Neurogene Advances AAV9 Gene Therapy NGN-401 for Rett Syndrome With Registrational Trial Progress

NEW YORK, Jan. 12, 2026 (BUSINESS WIRE) — Neurogene Inc. (Nasdaq: NGNE), a clinical-stage biotechnology company focused on genetic medicines for rare neurological disorders, reported significant progress in the development of NGN-401, an AAV9-based gene therapy for the treatment of Rett syndrome, alongside multiple anticipated milestones expected in 2026.

During the fourth quarter of 2025, Neurogene dosed multiple participants in the Embolden™ registrational trial evaluating NGN-401, an adeno-associated virus (AAV) gene therapy, marking a key step toward completion of enrollment.

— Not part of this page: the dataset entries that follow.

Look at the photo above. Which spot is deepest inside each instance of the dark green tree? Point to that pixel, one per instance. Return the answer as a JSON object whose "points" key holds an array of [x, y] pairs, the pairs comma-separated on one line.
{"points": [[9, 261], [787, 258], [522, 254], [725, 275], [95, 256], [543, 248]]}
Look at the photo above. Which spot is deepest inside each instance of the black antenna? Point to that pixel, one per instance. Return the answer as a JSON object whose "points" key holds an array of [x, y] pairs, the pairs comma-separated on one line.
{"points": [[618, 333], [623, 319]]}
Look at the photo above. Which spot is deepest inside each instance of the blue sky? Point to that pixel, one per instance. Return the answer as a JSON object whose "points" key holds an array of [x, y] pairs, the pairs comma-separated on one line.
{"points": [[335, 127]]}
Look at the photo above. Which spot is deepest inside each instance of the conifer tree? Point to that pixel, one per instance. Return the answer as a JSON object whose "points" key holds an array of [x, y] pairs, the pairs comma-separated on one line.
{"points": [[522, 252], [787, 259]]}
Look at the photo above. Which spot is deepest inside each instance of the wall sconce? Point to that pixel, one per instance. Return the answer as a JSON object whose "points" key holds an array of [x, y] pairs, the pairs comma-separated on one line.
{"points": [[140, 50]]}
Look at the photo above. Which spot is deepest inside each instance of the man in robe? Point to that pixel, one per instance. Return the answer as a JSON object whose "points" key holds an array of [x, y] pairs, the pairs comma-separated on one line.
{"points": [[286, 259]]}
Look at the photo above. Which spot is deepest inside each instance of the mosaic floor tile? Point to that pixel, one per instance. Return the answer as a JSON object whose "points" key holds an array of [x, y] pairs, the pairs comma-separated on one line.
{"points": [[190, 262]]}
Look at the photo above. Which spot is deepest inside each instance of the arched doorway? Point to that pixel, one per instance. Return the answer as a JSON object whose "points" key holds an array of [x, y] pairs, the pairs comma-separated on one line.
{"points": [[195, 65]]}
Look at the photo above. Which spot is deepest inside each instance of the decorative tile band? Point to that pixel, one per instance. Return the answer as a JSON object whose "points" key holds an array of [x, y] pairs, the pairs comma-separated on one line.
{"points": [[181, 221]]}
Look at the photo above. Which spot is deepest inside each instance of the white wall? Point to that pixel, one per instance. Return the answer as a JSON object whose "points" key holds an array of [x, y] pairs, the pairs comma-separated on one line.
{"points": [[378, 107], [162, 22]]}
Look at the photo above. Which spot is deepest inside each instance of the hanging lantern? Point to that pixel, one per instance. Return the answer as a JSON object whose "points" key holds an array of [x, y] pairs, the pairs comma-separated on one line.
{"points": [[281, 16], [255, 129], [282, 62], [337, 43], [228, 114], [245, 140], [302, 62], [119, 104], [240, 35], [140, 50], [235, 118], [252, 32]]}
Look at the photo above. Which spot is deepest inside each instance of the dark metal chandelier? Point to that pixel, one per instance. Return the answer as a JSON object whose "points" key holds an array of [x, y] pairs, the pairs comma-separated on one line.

The company expects to complete dosing in the registrational trial in the second quarter of 2026 across 13 active U.S. clinical sites.

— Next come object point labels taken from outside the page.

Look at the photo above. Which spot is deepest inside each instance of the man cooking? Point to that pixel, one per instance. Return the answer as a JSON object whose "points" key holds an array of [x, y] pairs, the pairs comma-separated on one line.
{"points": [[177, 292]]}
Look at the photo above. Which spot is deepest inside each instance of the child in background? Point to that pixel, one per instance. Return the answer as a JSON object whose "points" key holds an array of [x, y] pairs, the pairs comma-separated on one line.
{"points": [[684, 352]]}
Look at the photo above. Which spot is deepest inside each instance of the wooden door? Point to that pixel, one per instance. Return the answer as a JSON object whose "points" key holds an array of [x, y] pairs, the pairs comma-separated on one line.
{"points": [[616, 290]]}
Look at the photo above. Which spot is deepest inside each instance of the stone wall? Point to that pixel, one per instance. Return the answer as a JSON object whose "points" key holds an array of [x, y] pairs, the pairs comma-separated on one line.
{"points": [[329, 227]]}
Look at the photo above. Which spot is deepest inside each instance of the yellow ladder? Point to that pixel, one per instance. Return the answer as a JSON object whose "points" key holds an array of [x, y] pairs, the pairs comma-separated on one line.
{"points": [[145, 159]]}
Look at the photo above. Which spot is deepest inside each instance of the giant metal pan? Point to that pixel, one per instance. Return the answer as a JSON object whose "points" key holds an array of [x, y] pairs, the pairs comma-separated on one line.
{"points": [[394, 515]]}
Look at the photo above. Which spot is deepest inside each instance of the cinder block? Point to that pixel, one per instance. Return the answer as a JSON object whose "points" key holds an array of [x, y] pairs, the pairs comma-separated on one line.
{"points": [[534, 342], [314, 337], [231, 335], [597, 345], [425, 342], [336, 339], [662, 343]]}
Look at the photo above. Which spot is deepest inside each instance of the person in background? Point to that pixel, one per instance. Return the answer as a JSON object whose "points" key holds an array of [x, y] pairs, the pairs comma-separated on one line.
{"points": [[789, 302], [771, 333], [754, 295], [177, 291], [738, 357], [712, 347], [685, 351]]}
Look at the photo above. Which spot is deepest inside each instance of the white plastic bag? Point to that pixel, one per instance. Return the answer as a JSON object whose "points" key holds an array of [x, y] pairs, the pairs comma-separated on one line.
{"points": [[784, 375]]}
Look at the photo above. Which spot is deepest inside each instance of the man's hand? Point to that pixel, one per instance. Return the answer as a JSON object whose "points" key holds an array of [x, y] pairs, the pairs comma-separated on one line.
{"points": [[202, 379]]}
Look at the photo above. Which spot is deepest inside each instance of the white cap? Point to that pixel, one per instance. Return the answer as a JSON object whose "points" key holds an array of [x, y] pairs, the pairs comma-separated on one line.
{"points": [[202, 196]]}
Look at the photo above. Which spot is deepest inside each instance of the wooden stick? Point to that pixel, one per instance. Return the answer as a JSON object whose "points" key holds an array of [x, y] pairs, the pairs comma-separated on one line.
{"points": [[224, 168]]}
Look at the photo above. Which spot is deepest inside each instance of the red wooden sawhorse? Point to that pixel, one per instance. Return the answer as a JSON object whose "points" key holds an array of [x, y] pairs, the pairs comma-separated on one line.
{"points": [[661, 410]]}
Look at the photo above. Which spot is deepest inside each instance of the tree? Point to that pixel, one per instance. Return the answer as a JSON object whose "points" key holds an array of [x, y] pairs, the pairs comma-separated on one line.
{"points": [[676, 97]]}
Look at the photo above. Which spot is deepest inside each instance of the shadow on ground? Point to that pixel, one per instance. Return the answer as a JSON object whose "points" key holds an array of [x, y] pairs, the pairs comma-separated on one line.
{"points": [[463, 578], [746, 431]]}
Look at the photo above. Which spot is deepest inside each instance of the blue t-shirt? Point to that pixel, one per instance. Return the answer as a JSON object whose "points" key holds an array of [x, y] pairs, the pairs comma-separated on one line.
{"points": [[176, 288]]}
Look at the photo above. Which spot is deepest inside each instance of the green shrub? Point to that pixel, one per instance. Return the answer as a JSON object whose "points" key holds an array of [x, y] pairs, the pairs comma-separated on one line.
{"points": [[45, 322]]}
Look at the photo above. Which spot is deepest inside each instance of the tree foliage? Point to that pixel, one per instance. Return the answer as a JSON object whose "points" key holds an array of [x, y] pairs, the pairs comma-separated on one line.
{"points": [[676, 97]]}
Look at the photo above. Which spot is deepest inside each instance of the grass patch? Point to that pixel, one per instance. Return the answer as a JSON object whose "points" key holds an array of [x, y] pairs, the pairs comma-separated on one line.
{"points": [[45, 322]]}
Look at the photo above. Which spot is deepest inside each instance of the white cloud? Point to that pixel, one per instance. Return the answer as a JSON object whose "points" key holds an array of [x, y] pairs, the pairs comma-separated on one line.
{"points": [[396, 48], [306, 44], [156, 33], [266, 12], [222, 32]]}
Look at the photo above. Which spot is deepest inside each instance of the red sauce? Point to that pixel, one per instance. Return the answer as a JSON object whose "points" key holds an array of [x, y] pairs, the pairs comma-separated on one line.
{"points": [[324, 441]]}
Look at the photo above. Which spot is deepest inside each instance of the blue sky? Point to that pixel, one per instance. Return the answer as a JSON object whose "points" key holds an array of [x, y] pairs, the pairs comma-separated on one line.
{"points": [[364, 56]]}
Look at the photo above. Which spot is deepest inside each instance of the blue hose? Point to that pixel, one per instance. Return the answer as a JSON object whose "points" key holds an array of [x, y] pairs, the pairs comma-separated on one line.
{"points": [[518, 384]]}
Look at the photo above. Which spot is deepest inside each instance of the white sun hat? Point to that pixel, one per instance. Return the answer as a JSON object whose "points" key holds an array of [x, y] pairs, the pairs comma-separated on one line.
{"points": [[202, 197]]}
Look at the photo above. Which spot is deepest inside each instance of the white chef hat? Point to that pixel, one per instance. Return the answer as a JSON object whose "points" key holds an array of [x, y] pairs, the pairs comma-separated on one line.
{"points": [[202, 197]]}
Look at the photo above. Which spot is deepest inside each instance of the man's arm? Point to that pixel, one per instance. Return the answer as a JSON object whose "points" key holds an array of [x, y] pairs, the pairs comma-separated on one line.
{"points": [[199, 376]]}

NGN-401 is an investigational AAV9 gene therapy designed as a one-time treatment for Rett syndrome. The therapy uses an AAV9 vector to deliver the full-length human MECP2 gene, regulated by Neurogene’s proprietary EXACT™ transgene control technology. This AAV-based gene therapy approach is intended to achieve therapeutic MECP2 expression while avoiding overexpression-related toxicity, a critical challenge in Rett syndrome treatment.

Neurogene continues to monitor participants enrolled in its ongoing Phase 1/2 trial of AAV gene therapy NGN-401, with plans to present updated interim safety and efficacy data in mid-2026. The planned data presentation will include pediatric patients (ages 4–10) and adolescent/adult patients (ages ≥11), with at least 12 months of follow-up for all participants. Previously reported interim results demonstrated durable, multidomain clinical improvements across a broad spectrum of disease severity following AAV9 gene therapy administration.

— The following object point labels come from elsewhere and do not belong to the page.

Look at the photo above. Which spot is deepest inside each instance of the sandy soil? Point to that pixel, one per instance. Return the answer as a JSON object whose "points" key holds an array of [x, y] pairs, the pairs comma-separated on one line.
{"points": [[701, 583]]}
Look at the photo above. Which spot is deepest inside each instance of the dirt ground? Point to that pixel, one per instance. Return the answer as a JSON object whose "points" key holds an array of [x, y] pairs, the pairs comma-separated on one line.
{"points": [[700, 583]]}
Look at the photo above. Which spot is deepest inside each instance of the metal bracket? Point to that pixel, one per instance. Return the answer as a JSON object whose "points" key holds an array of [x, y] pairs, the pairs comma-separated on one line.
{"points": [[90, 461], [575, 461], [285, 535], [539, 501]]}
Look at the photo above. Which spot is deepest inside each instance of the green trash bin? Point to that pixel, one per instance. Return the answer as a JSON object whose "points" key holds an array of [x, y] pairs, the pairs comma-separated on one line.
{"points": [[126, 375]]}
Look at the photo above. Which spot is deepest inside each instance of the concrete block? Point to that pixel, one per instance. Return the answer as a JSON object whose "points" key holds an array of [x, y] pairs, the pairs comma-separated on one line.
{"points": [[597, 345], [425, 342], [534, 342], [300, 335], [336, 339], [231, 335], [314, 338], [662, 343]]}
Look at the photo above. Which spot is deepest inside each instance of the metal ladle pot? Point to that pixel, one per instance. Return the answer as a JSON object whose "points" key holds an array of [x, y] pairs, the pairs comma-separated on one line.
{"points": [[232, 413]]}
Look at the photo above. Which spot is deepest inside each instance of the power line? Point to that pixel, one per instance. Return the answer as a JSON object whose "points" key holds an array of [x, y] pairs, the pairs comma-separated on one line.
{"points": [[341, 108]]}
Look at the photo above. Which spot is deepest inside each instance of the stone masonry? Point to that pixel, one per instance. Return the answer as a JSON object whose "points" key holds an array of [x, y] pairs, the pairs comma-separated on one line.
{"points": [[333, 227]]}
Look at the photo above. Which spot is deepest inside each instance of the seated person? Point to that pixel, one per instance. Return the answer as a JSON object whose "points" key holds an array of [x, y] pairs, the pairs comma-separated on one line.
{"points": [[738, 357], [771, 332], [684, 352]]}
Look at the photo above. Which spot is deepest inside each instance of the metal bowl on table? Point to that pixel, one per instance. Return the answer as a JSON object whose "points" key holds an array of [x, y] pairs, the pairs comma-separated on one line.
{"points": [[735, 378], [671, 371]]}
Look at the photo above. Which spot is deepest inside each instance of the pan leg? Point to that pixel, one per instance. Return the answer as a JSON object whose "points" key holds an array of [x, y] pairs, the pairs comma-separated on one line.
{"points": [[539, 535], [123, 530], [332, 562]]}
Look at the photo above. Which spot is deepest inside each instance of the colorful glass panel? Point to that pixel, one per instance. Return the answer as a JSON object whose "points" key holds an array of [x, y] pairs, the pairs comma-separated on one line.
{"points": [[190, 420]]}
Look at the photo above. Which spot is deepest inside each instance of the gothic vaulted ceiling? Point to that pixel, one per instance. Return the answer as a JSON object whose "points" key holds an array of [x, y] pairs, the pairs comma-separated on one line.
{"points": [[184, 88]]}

In parallel with clinical advancement, Neurogene has initiated early commercial-readiness activities for its AAV gene therapy program, including payer engagement and internal chemistry, manufacturing, and controls (CMC) efforts to support commercial-scale AAV manufacturing. The company expects its current cash runway to extend into the first quarter of 2028, supporting continued advancement toward a planned Biologics License Application (BLA) submission.

NGN-401 has received multiple regulatory designations recognizing its potential as a differentiated AAV gene therapy, including FDA START Pilot Program selection, Regenerative Medicine Advanced Therapy (RMAT) designation, Orphan Drug designation, Fast Track designation, and Rare Pediatric Disease designation. Internationally, the AAV gene therapy has also been granted PRIME, orphan, and Advanced Therapy Medicinal Product (ATMP) designations by the European Medicines Agency, as well as ILAP designation from the UK MHRA.